I have found that books are important. I have read a lot, including Thomas Szasz. I don’t agree with him absolutely. I have read all kinds of different philosophies. When you read a book, you associate with that person’s spirit who wrote that book. There are different ways one could have support or spiritual communion, through books or directly through people–whatever works.

I also volunteer sometimes through charitable work for local mental health groups such as Support Coalition International because I just feel that it’s my duty to do so. I like what they’re doing and I hope they succeed. And I have a lot of other projects. I’m very much an independent person.

I am hoping to have a foods business in a couple of years. I grow plants and I do computer art. Computers, art, travel to France, just a lot of things. I would say that I’m an artist for the most part and I like to write.

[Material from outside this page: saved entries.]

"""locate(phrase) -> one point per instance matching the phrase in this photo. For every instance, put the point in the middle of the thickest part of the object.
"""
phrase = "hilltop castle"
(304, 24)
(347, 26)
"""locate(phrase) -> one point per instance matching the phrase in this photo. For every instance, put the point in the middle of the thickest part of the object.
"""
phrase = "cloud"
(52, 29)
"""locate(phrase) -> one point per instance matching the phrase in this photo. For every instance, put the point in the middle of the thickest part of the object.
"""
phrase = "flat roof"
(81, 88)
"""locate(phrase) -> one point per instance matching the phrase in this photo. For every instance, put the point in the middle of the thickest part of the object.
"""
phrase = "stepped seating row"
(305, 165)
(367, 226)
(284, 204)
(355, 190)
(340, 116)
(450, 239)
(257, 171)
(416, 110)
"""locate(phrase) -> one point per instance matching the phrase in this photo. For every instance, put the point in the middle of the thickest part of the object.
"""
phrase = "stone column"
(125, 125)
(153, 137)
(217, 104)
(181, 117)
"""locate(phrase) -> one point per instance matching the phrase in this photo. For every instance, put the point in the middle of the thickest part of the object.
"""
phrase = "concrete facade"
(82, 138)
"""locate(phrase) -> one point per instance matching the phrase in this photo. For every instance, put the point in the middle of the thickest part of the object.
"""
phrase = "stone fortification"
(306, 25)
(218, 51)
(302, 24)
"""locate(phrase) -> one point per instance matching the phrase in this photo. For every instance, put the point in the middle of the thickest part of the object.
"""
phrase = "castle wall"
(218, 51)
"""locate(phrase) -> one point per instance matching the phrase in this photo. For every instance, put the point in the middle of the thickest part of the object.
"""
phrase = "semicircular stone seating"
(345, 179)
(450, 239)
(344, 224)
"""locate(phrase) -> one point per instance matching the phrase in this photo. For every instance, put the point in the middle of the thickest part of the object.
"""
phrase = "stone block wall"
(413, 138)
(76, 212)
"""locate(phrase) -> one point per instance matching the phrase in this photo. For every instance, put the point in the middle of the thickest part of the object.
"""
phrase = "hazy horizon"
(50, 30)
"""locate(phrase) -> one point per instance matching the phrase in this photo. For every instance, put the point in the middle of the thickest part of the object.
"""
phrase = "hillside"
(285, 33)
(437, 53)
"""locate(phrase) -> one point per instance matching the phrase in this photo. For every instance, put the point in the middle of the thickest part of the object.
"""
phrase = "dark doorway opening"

To me, the most important thing in a person’s recovery process is to know that someone cares for you, someone outside yourself, and that you can care for yourself and that you can love yourself and get over those demons that haunt us all, that drive us crazy. You have to get up with some love in your heart and you have to be able to know that you can do something that you love. It could be a person, it could be a project, it could be anything.

I think we live in a very arrogant culture. We live in a culture that if you don’t fit in, you’re punished. Since we don’t have a culture that has a lot of alternative models, I don’t think we’re near a civilized culture. We pride ourselves as an individual culture but actually we do not respect individuality. That’s the reason people get into the mental health system.

My ideal of the mental health system would be to get right down to the core of that person’s problem. [The system ought to…] be objective and give them what they really need to recover. Actually, I think if we were more advanced beings in a culture, there would be no need for a mental health system. The whole idea of the mental health system indicates a problem in our culture and perhaps a problem with our species.

Interviewer’s Comments: Joe is an extremely intelligent, thoughtful, and articulate individual. It was obvious from our conversation that he has a deep and profound understanding of his own experience and the experience of his fellow humans.